Published on October 8th, 2014 | by Richard Black


From the Mouths of Babes


This nerdy little bastard is about to get real

I picked my daughter up from school this afternoon and after we discussed who she played with and what she wouldn’t eat for lunch there was a lull in conversation at which point Darcy popped out this little gem.

“Daddy says ‘fuck it.'”

“I’m right here in the car Darcy. You don’t have to talk about me in third person,” I said because grammar was obviously the issue at hand.

“That is not a nice word, ” I rebounded quickly into parent mode, “don’t ever use that word in school. Or anywhere else OK?” I added as an afterthought.

“Daddy says fuck it a lot,” Darcy said quietly a few seconds later.

“Just don’t tell your mother,” I responded, choosing damage control as the least of all evils and quickly began to create a plausible scenario in which my daughter heard me say the words “fuck it” without incurring the ire of my wife or the condemnation of my daughter’s teachers.

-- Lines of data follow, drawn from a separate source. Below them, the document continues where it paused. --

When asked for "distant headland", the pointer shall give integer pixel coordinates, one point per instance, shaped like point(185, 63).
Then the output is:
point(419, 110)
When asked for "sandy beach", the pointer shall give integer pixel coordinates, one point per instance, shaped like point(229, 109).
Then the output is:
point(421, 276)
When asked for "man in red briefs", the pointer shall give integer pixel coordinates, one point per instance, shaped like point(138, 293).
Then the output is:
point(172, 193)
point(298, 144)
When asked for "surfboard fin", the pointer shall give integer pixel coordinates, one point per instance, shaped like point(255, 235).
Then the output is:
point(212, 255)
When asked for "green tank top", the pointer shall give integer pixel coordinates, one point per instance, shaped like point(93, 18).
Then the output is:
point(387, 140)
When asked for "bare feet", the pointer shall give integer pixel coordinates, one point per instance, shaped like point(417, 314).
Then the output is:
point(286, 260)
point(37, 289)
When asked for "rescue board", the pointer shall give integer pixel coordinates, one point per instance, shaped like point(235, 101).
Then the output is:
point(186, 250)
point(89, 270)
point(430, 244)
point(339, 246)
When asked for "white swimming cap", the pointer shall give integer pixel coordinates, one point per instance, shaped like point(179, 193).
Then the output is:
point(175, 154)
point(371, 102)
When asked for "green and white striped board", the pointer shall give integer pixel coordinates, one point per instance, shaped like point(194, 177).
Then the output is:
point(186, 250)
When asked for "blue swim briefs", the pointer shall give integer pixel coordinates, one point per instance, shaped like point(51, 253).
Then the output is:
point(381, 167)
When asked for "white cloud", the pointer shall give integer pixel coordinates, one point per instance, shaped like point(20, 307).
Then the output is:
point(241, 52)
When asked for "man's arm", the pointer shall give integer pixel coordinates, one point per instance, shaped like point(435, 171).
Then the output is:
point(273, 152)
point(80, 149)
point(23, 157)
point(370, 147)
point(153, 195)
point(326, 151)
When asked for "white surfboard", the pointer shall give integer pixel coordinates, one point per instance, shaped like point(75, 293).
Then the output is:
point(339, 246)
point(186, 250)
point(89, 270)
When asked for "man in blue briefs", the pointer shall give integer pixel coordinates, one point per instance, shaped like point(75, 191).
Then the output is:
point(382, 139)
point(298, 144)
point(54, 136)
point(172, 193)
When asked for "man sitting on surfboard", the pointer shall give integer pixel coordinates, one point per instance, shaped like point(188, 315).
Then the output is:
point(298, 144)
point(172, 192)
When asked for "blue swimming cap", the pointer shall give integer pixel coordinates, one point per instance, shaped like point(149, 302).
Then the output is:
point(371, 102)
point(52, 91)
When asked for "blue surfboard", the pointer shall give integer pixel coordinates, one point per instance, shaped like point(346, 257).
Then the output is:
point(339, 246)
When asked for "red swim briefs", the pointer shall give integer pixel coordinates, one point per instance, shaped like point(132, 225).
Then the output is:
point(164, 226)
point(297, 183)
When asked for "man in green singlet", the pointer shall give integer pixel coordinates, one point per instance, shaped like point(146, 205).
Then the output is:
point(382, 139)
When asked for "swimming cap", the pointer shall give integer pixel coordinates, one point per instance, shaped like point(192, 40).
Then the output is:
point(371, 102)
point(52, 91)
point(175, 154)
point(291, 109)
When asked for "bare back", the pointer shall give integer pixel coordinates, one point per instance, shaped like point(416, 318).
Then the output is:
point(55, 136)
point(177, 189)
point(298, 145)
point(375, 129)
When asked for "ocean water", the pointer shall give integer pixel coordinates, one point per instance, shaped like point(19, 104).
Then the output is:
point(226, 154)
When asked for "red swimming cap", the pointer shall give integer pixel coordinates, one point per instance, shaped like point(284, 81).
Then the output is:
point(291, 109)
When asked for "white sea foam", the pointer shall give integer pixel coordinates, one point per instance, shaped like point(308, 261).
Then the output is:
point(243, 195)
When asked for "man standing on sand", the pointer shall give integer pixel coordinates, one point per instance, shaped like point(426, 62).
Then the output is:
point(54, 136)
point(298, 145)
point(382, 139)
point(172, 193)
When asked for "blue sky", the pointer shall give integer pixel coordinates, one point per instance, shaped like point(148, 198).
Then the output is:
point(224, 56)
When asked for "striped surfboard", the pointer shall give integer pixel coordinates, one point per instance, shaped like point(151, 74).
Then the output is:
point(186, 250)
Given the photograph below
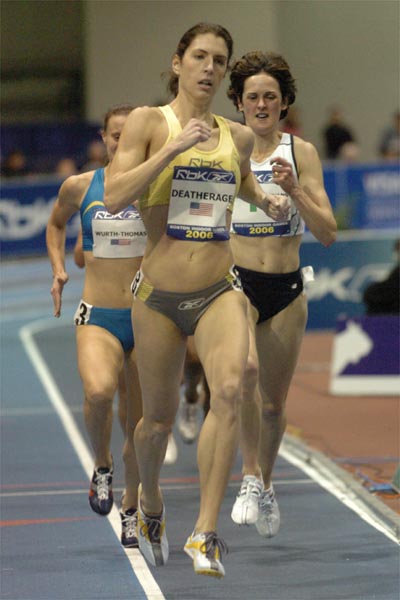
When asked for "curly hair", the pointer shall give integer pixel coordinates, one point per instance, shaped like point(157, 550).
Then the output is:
point(187, 39)
point(256, 62)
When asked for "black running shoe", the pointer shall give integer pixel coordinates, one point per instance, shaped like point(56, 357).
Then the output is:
point(129, 528)
point(100, 493)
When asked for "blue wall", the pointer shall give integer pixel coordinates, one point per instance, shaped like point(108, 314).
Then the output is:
point(365, 200)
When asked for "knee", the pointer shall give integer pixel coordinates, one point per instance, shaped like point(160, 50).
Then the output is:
point(156, 430)
point(225, 398)
point(273, 411)
point(98, 397)
point(250, 376)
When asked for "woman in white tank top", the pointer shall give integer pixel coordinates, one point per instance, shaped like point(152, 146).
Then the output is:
point(266, 255)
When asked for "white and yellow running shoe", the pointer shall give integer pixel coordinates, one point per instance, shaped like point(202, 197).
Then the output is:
point(269, 518)
point(152, 536)
point(205, 549)
point(245, 509)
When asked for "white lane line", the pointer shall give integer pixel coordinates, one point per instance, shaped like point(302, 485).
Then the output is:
point(327, 475)
point(26, 333)
point(181, 487)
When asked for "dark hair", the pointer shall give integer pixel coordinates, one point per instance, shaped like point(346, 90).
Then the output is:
point(115, 111)
point(256, 62)
point(187, 39)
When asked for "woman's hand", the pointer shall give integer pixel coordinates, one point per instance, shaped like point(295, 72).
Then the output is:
point(283, 175)
point(277, 206)
point(56, 291)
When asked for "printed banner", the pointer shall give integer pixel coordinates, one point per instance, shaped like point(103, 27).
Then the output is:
point(24, 212)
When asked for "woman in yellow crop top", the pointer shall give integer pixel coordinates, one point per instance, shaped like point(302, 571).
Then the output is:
point(187, 165)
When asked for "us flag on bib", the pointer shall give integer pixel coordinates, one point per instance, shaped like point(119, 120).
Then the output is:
point(201, 208)
point(121, 242)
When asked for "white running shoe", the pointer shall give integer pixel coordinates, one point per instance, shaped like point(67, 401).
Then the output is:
point(152, 537)
point(205, 549)
point(269, 518)
point(245, 509)
point(171, 454)
point(188, 421)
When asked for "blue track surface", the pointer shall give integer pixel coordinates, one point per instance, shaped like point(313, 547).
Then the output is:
point(54, 548)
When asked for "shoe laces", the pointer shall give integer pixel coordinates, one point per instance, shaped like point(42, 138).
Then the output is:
point(129, 523)
point(211, 543)
point(249, 488)
point(190, 412)
point(153, 525)
point(267, 502)
point(103, 481)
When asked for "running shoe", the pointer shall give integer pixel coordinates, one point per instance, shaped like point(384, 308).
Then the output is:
point(171, 453)
point(245, 510)
point(269, 518)
point(188, 421)
point(152, 536)
point(100, 493)
point(129, 528)
point(205, 549)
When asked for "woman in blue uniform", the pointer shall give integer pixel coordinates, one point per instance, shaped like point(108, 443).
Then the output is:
point(267, 258)
point(187, 165)
point(113, 247)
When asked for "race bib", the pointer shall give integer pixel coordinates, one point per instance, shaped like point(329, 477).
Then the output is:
point(251, 221)
point(199, 200)
point(118, 236)
point(82, 313)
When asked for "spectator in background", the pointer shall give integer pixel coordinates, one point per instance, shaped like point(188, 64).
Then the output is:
point(66, 167)
point(336, 134)
point(15, 164)
point(95, 157)
point(383, 297)
point(389, 145)
point(292, 123)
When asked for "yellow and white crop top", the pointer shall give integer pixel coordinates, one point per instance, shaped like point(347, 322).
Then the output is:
point(199, 186)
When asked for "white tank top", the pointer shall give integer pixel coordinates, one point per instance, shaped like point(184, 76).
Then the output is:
point(250, 221)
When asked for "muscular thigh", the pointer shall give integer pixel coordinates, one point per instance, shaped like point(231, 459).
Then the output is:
point(278, 345)
point(160, 351)
point(100, 359)
point(222, 338)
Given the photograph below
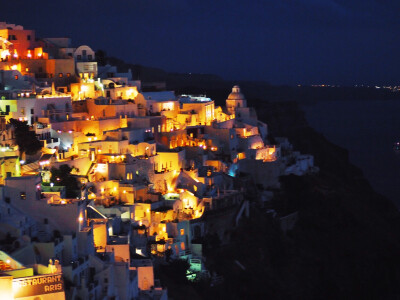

Unfortunately I couldn’t think of anything that didn’t involve placing either myself or my daughter in danger but Darcy, unwittingly, came to my aid.

“Mama says shit,” she said in a voice just above a whisper.

“What else does mama say?” I asked before I realized I didn’t want the answer to the question. I’m fragile. My emotional equilibrium is entirely too delicate to learn what my wife really might think about me or what she says in private. I imagine that discovering one’s spouse often calls one a douschebag or a deadbeat would be upsetting in the best of circumstances and discovering that the terms have been used often enough to impress a four year old would bump things up level of two on the “I think we need to talk scale.”

Fortunately Darcy is much more discreet than her father and much more evenhanded when she chooses to dish out dirt. After narcing out both of her parents she decided to leave the subject alone. Instead of answering my poorly thought out question she simply closed her eyes, popped her thumb in her mouth and feigned sleep during the rest of the ride home. There’s a lesson to be learned here and, quite frankly, I’m not sure exactly what that lesson might be.

My takeaway from the experience is that my daughter is either an evil genius who might or might not be manipulating her parents or that she’s just a fairly bright and impressionable four year old with a keen ear for cursing. Neither outcome portends well for me, or my wife for that matter. That however is a problem for future Richard and hopefully future Laura as well.